Assembly using HGAP

From the PacBio website: “The Hierarchical Genome Assembly Process (HGAP) for long single pass reads generated by the PacBio Single Molecule Real Time (SMRT) sequencer was developed to allow the complete and accurate shotgun assembly of bacterial sized genomes.” See https://github.com/PacificBiosciences/Bioinformatics-Training/wiki/HGAP

Using HGAP

The HGAP pipeline:

  • starts with the raw output from the instrument, so-called bax.h5 file (these are in the HDF5 binary format)
  • extracts the reads and maps all of them to the longest set of reads
  • corrects the longest set of reads
  • runs the corrected reads through the Celera assembler (Celera Assembler was developed during the time of Sanger sequencing by the company Celera Genomics. Celera Assembler was used to assemble the Drosophila genome, as well as the human genome)
  • maps all the raw reads back to the assembled contigs and recalls the consensus bases

Given 60-100x coverage in raw PacBio reads, HGAP very often yields complete, gapless, highly accurate assemblies, i.e., one contig per chromosomal element with maybe a few bases wrong.
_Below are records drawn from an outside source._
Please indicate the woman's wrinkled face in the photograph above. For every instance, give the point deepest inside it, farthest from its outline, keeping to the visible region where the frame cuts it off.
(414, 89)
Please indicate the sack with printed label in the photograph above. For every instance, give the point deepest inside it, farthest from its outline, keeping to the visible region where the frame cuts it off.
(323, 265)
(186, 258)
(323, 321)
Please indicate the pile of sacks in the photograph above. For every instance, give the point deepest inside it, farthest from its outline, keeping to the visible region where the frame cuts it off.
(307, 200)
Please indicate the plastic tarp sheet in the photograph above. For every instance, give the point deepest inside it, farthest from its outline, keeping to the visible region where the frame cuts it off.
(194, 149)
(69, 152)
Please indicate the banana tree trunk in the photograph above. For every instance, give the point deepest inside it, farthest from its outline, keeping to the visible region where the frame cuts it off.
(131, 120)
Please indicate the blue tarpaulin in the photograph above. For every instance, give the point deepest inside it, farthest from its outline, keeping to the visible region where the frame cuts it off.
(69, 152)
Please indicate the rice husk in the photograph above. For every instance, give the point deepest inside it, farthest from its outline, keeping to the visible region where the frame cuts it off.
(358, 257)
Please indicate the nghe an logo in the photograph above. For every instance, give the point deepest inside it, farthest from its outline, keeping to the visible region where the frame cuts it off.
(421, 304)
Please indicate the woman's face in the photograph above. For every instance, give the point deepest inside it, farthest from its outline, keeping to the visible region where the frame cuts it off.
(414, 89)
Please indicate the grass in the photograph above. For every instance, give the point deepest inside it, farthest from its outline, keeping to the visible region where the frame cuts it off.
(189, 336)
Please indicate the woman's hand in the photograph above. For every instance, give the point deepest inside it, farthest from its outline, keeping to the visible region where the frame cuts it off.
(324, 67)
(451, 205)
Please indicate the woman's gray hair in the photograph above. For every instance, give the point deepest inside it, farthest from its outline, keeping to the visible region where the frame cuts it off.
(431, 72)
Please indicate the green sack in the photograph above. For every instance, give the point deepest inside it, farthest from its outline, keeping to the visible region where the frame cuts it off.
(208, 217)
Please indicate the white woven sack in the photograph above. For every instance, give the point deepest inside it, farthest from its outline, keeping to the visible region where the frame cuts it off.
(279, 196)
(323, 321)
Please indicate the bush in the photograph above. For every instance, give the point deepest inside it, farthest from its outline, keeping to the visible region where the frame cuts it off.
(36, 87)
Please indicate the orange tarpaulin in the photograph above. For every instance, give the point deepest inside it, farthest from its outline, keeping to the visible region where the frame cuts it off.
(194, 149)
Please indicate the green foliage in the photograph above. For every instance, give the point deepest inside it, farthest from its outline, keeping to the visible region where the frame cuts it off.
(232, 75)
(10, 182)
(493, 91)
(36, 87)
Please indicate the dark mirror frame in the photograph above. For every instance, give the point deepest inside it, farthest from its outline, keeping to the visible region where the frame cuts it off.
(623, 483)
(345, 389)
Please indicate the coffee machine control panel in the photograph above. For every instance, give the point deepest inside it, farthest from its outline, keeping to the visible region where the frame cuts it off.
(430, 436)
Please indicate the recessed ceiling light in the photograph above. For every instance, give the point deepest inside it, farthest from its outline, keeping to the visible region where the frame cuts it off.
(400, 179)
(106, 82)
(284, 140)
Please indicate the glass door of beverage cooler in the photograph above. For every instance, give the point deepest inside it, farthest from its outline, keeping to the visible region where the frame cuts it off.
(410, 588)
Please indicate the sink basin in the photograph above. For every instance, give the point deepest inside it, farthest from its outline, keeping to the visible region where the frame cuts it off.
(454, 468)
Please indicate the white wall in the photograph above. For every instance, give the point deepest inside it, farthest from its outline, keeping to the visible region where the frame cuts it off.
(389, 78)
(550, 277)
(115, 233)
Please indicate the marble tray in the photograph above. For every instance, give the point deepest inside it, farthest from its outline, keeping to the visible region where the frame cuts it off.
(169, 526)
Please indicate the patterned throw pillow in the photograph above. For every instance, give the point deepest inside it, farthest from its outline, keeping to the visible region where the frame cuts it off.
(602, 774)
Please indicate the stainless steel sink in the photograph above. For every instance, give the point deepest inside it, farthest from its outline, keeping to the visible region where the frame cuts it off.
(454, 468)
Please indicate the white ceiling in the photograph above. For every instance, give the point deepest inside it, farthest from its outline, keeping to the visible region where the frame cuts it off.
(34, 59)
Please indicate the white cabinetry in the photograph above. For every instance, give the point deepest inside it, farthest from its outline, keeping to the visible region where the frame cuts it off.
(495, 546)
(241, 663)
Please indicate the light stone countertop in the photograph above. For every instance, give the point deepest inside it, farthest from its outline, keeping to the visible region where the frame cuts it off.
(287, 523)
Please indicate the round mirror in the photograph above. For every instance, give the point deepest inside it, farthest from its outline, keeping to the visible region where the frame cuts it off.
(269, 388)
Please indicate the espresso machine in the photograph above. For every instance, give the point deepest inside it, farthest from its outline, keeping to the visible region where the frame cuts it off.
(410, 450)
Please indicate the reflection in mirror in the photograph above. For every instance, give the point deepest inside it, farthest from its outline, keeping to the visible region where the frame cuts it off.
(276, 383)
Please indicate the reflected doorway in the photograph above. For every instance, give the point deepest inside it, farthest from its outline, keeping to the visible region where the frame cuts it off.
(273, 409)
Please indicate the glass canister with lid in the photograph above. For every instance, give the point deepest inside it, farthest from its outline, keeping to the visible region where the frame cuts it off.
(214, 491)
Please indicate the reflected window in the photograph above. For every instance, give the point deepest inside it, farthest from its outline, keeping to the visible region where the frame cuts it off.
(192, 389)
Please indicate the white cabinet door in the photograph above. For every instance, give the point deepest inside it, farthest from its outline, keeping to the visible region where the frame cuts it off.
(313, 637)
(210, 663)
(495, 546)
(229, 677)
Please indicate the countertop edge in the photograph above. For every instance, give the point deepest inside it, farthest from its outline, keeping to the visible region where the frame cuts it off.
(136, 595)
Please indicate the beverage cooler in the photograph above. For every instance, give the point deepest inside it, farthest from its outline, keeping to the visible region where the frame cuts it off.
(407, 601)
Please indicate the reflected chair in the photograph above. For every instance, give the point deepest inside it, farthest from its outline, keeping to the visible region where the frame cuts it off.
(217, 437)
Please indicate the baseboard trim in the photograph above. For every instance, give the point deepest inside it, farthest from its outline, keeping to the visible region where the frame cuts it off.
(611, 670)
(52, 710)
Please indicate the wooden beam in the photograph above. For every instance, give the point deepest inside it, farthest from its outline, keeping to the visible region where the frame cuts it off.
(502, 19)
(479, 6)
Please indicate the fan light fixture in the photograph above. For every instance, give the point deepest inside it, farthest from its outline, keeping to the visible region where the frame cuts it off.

Here we will use a dataset provided by Pacific Biosciences, comprising ~95x coverage in raw reads.

Setting up the assembly

HGAP is part of a software suite, developed by Pacific Biosciences, called smrtanalysis. The main command, smrtpipe, takes as input:

  • an xml file pointing to a set of raw PacBio files
  • an xml file with settings, in our case, specific for HGAP

NOTE the assembly will take several hours, so use the screen command! See https://wiki.uio.no/projects/clsi/index.php/Tip:using_screen

  • Make a new folder called, for example, called hgap
  • we don’t use a module this time, but need to add the software to our environment by using this command (remember to use screen first):
source /cluster/software/smrtanalysis/current/etc/setup.sh

(ignore the WARNINGS).

  • make a file that has a list of the input files like this:
ls /data/assembly/*.bax.h5 >input.fofn
  • we simply redirect the output of the ls command to a file
  • ´fofn´ stands for ‘file of filenames’
  • NOTE an alternative, more common way of doing this is using the find command
  • convert this fofn file to an xml file the software understands:
fofnToSmrtpipeInput.py input.fofn >input.xml
  • add a copy of a settings xml file to your folder, this is needed to tell the software how to run the analysis
cp /data/assembly/HGAP3_settings.xml ./
  • start the analysis, see NOTES below
smrtpipe.py -D TMP=./ -D SHARED_DIR=./ \
-D NPROC=2 -D MAX_THREADS=2 \
--params=HGAP3_settings.xml xml:input.xml > smrtpipe.out 2>&1

NOTES

  • -D TMP=./ -D SHARED_DIR=./ indicate to use the local folder for temporary files
  • -D NPROC=2 -D MAX_THREADS=2 limits the use of CPUs to 2

HGAP output

The data folder contains the most important output:

  • the folder 0-mercounts up to 4-unitigger and files/folders with celera-assembler in the name are output from Celera
  • corrected.* contain the corrected PacBio reads
  • draft_assembly.fasta is the first assembly generated by Celera
  • polished_assembly.* are the final contigs after correcting the bases using the raw reads, these are compressed using gzip
  • lots of other files and folders are present, have a look around if you have time

In order to have use the final assembly, uncompress the ´polished_assembly.fasta.gz´ file like this:

gunzip polished_assembly.fasta.gz

You can have a look at the lengths of the largest sequence(s) with

fasta_length polished_assembly.fasta |sort -nr |less

Next steps

As for the previous assemblies, you could map reads back to the assembly, run reapr and visualise in the browser. Is the assembly error-less?

NOTE reapr will complain about the naming of the sequence(s) in the polished_assembly.fasta.gz file. A fix for this is to run this command BEFORE running bwa:

sed -i 's/|quiver/_quiver/' polished_assembly.fasta

This replaces the | symbol with an underscore.